Une section spéciale pour les aînés à la Régie du logement?

De l’aveu même de la ministre Lise Thériault, le projet de loi n’a aucune chance d’être adopté avant la fin de la session vendredi et il s’agit plutôt d’un engagement électoral.
Photo: Jacques Boissinot La Presse canadienne De l’aveu même de la ministre Lise Thériault, le projet de loi n’a aucune chance d’être adopté avant la fin de la session vendredi et il s’agit plutôt d’un engagement électoral.

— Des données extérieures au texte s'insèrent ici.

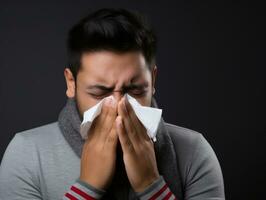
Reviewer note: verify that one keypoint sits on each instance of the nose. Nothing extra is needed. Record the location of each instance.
(118, 94)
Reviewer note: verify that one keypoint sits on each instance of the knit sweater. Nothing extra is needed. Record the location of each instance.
(40, 163)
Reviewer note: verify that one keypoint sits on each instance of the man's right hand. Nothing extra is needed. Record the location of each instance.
(99, 151)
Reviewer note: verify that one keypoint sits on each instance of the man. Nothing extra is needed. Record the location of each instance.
(111, 52)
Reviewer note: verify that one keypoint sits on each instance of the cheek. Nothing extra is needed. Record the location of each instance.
(84, 101)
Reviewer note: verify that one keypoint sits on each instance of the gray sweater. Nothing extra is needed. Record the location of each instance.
(40, 164)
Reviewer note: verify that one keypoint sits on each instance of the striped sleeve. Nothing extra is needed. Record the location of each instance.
(157, 190)
(82, 190)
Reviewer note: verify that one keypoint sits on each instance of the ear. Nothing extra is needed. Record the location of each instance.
(154, 74)
(70, 82)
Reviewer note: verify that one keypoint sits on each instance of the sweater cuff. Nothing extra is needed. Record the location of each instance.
(157, 190)
(83, 190)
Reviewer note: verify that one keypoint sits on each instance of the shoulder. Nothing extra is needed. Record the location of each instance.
(29, 143)
(183, 137)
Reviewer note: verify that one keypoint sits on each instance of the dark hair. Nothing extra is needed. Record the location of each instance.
(116, 30)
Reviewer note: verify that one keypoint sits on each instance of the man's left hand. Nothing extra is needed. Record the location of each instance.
(138, 149)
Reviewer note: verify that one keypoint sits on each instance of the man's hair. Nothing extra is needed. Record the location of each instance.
(116, 30)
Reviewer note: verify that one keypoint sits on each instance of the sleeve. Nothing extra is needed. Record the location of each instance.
(157, 190)
(204, 179)
(18, 179)
(83, 190)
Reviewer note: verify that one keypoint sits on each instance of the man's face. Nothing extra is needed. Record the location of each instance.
(105, 73)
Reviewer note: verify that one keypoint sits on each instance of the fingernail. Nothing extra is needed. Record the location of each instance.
(106, 101)
(119, 121)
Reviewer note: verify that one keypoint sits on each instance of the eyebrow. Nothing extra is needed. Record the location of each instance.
(106, 88)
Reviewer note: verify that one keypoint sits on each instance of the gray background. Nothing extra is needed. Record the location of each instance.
(211, 74)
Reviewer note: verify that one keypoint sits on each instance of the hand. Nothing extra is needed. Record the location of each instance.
(99, 151)
(138, 148)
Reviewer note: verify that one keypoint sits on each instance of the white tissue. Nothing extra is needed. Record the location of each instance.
(149, 117)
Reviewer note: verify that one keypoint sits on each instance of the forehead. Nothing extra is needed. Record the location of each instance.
(111, 68)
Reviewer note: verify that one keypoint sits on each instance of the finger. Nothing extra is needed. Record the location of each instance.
(101, 117)
(140, 129)
(110, 115)
(112, 138)
(125, 142)
(129, 128)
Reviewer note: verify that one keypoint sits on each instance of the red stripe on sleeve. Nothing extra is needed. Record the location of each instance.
(70, 196)
(169, 194)
(159, 192)
(81, 193)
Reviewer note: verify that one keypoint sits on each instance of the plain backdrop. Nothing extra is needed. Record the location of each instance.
(211, 74)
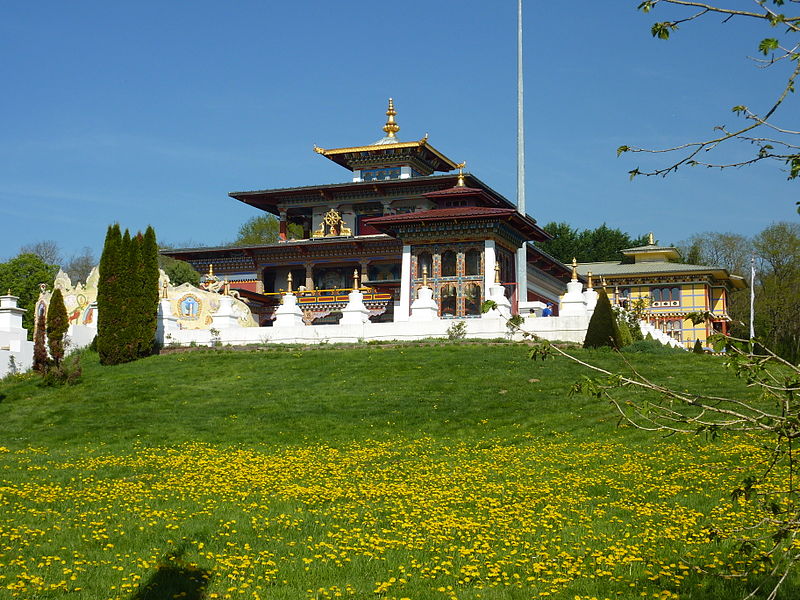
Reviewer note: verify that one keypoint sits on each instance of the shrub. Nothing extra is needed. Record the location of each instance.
(457, 331)
(603, 330)
(651, 346)
(57, 325)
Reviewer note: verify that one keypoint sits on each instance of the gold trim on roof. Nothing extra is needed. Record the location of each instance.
(391, 127)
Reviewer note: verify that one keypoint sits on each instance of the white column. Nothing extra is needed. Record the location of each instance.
(489, 261)
(405, 286)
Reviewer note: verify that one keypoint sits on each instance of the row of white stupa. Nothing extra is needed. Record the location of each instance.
(576, 307)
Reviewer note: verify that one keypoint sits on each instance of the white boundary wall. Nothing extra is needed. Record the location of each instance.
(567, 329)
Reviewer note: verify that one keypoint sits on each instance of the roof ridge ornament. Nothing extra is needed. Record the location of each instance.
(391, 128)
(460, 167)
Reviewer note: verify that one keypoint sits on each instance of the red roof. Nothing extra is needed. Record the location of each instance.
(524, 224)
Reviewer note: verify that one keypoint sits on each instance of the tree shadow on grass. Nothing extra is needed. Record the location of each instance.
(175, 578)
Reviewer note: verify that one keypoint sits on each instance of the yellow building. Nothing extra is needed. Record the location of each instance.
(671, 290)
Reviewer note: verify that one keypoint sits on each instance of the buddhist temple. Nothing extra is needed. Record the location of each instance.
(668, 289)
(408, 212)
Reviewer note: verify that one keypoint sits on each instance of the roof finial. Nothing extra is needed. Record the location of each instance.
(391, 127)
(460, 167)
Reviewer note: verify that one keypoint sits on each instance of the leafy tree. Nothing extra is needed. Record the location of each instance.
(47, 250)
(777, 286)
(57, 325)
(770, 140)
(731, 251)
(22, 275)
(80, 265)
(149, 292)
(178, 271)
(110, 298)
(603, 330)
(264, 229)
(589, 245)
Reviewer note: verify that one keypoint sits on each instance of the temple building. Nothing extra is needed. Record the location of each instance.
(670, 290)
(405, 216)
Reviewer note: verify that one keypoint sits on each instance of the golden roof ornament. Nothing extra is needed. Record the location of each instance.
(460, 167)
(391, 127)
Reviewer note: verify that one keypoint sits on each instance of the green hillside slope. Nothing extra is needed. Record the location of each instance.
(447, 471)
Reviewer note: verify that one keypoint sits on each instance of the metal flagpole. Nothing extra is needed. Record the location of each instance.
(752, 295)
(522, 258)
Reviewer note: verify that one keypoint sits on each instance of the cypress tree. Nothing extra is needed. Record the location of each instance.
(132, 284)
(40, 358)
(602, 330)
(109, 298)
(57, 325)
(149, 292)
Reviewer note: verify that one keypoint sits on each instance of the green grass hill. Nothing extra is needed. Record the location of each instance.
(452, 471)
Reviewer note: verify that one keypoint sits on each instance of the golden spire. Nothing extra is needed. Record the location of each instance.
(460, 167)
(391, 127)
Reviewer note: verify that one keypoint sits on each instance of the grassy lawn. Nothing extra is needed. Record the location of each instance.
(442, 471)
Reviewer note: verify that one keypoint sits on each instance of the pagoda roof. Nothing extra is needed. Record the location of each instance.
(617, 269)
(522, 223)
(268, 200)
(346, 157)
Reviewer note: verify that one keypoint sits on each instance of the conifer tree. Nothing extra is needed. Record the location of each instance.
(602, 329)
(109, 298)
(132, 286)
(57, 325)
(149, 292)
(40, 358)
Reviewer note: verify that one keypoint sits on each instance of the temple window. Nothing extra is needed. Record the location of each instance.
(472, 262)
(449, 264)
(425, 260)
(448, 300)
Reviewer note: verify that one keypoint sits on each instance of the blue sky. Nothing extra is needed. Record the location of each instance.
(151, 112)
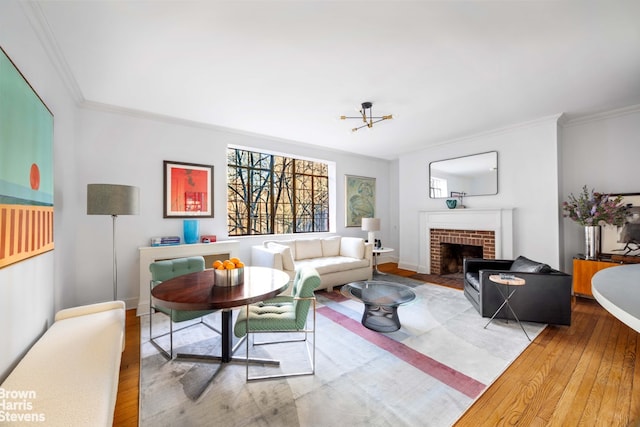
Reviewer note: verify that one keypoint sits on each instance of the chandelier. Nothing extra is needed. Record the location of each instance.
(367, 117)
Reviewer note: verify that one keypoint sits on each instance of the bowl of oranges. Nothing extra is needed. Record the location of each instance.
(229, 272)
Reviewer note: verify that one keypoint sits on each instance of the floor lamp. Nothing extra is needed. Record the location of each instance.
(114, 200)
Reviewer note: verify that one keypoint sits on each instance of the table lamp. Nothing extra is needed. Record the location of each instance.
(114, 200)
(371, 225)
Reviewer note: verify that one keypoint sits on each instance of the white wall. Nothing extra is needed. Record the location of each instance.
(603, 153)
(31, 290)
(130, 149)
(527, 181)
(93, 145)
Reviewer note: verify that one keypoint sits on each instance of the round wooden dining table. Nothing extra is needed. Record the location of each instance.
(196, 291)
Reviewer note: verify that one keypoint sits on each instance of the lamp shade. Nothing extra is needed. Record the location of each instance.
(111, 199)
(371, 224)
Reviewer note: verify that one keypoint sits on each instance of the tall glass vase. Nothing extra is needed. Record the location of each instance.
(591, 241)
(190, 228)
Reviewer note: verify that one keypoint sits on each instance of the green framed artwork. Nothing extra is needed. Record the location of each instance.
(360, 199)
(26, 168)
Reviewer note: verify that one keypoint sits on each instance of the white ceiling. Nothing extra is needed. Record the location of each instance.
(289, 69)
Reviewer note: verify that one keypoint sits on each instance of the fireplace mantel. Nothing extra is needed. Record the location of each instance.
(500, 221)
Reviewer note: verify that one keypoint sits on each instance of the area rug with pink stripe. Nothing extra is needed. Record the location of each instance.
(425, 374)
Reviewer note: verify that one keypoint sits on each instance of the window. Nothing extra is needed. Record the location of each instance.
(438, 187)
(269, 194)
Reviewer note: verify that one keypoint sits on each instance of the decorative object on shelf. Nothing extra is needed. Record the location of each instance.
(360, 199)
(624, 240)
(460, 196)
(591, 241)
(191, 230)
(593, 210)
(208, 238)
(188, 190)
(371, 225)
(366, 115)
(114, 200)
(165, 241)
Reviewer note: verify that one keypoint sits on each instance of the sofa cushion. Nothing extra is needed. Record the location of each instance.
(525, 265)
(285, 253)
(308, 248)
(325, 265)
(331, 246)
(352, 247)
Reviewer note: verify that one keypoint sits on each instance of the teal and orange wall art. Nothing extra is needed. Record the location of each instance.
(26, 168)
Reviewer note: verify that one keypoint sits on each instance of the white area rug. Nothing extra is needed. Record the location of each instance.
(425, 374)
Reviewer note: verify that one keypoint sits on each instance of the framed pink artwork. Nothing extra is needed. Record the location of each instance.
(188, 190)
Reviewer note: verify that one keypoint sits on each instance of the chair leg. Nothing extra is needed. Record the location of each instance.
(152, 340)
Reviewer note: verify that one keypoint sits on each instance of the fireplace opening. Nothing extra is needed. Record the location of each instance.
(452, 255)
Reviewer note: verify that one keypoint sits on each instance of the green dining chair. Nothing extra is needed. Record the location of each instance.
(283, 314)
(165, 270)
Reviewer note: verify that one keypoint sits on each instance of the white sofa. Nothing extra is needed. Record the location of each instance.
(337, 259)
(70, 375)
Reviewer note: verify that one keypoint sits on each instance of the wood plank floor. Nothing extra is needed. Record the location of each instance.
(586, 374)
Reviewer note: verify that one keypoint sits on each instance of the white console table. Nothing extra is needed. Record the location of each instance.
(617, 289)
(149, 254)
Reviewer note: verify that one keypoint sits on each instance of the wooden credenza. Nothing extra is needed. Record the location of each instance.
(583, 271)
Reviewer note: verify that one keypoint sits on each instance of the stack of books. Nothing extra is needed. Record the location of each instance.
(165, 241)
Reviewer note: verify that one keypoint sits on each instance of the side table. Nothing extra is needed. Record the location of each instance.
(376, 253)
(499, 281)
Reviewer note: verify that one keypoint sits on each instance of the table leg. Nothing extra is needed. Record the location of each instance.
(380, 318)
(507, 297)
(227, 321)
(375, 265)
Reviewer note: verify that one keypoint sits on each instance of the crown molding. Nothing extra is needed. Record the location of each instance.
(505, 129)
(603, 115)
(43, 31)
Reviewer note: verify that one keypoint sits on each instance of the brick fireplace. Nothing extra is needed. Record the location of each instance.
(465, 240)
(465, 226)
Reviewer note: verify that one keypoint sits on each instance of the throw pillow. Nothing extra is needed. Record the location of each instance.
(352, 247)
(308, 248)
(331, 246)
(285, 253)
(525, 265)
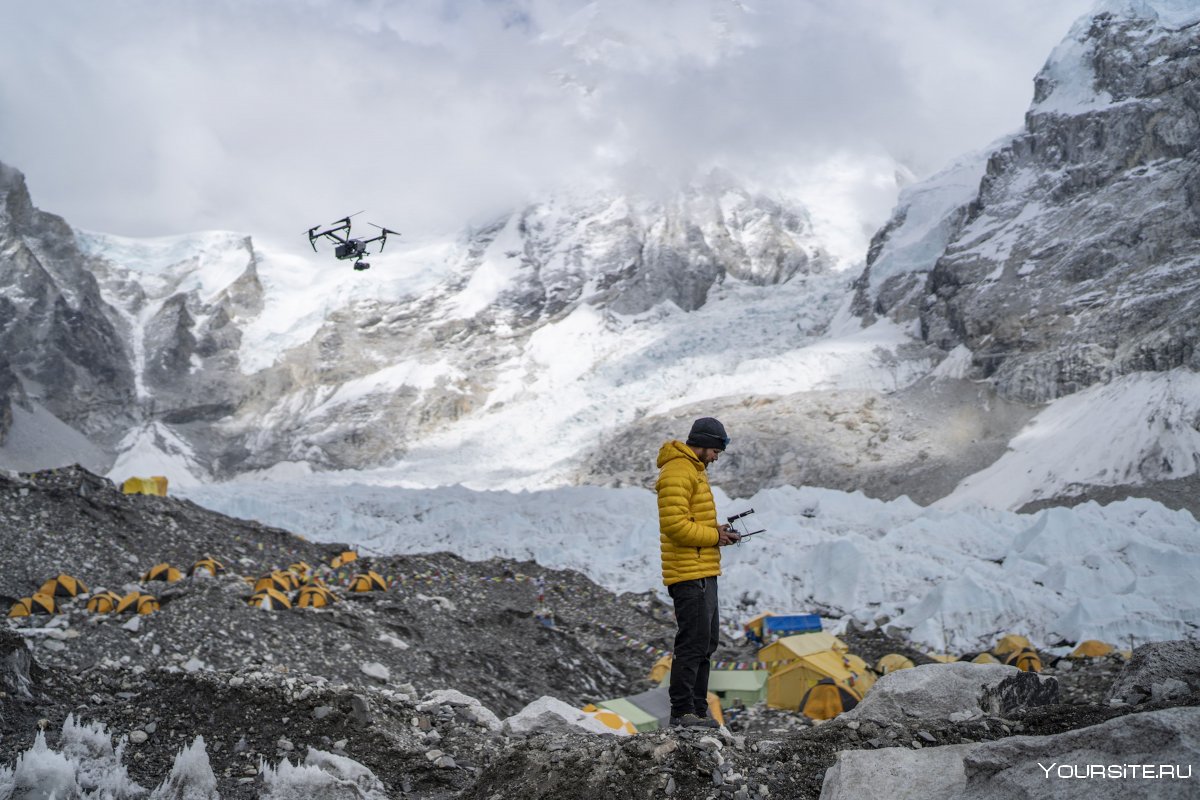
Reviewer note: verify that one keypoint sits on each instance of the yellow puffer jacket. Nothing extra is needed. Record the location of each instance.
(687, 516)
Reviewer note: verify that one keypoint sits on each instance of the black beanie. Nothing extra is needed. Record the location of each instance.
(707, 432)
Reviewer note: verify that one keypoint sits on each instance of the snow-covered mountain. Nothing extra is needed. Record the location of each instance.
(563, 342)
(1067, 254)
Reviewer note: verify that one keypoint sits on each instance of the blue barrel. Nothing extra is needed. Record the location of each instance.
(791, 625)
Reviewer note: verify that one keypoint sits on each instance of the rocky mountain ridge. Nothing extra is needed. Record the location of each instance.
(435, 687)
(1075, 259)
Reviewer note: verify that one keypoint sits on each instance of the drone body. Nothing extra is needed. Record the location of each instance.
(346, 246)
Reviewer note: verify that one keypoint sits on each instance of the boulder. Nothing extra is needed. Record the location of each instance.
(1158, 671)
(466, 705)
(1135, 756)
(953, 691)
(551, 715)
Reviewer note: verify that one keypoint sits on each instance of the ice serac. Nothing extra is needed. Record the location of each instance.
(1075, 259)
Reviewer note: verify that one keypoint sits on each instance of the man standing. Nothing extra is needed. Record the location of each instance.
(689, 539)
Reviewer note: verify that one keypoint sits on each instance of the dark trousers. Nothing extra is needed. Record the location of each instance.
(696, 614)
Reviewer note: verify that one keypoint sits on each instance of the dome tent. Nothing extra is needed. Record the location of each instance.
(1026, 660)
(1091, 649)
(269, 600)
(162, 572)
(367, 581)
(612, 720)
(1009, 644)
(826, 699)
(103, 602)
(36, 603)
(64, 585)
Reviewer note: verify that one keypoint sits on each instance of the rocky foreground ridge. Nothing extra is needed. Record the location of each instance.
(433, 689)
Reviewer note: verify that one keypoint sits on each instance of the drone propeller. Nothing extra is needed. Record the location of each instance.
(383, 235)
(346, 221)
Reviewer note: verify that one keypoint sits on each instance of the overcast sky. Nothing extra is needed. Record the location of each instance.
(150, 118)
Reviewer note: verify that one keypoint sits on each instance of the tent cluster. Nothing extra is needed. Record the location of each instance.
(767, 627)
(46, 599)
(300, 587)
(798, 665)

Dans le projet de loi 401 déposé mardi, la ministre libérale Lise Thériault propose de créer une « section spéciale » de la Régie du logement pour traiter les dossiers des personnes âgées qui vivent en résidence privée, entre autres. Un projet toutefois mort-né, puisque le Parlement fermera pour les vacances avant de pouvoir l’étudier.

« Il y aurait des régisseurs spécialisés dans les causes de résidences pour personnes âgées », a déclaré Mme Thériault en entrevue au Devoir mardi. « Dans les résidences pour personnes âgées, on ne peut pas mettre fin à un bail dans n’importe quelles conditions parce qu’on considère que c’est le dernier endroit de vie. »

Une telle mesure permettrait de contrer les abus recensés par la protectrice du citoyen dans un rapport en 2016. On y relevait que les personnes âgées victimes par exemple de hausses de loyer abusives n’osaient pas faire valoir leurs droits par peur ou parce que leur état de santé ne le leur permettait pas.

Lise Thériault croit qu’avec une section spéciale elles pourraient être entendues plus rapidement. Elle suggère aussi que des personnes aient pour mandat de les accompagner dans le processus.

Or dans son rapport, la protectrice du citoyen proposait plutôt « d’élargir la portée de décisions de la Régie du logement rendues au bénéfice d’un locataire à l’ensemble des autres locataires touchés par une problématique similaire ».

Un projet de loi condamné d’avance

La proposition figure dans un volumineux projet de loi omnibus de plus de 130 articles qui réforme aussi le Code civil pour forcer les copropriétaires de logements à investir davantage dans l’entretien de leur immeuble. On retrouve aussi des mesures pour mieux encadrer la profession d’inspecteur en bâtiment.

Or de l’aveu même de la ministre, le projet de loi n’a aucune chance d’être adopté avant la fin de la session, vendredi, et il s’agit plutôt d’un engagement électoral.

Mardi, l’opposition était complètement sidérée par son approche. « La ministre a voulu régler tellement de problèmes dans son projet de loi que, finalement, elle n’en réglera aucun », a fait valoir le député péquiste Dave Turcotte.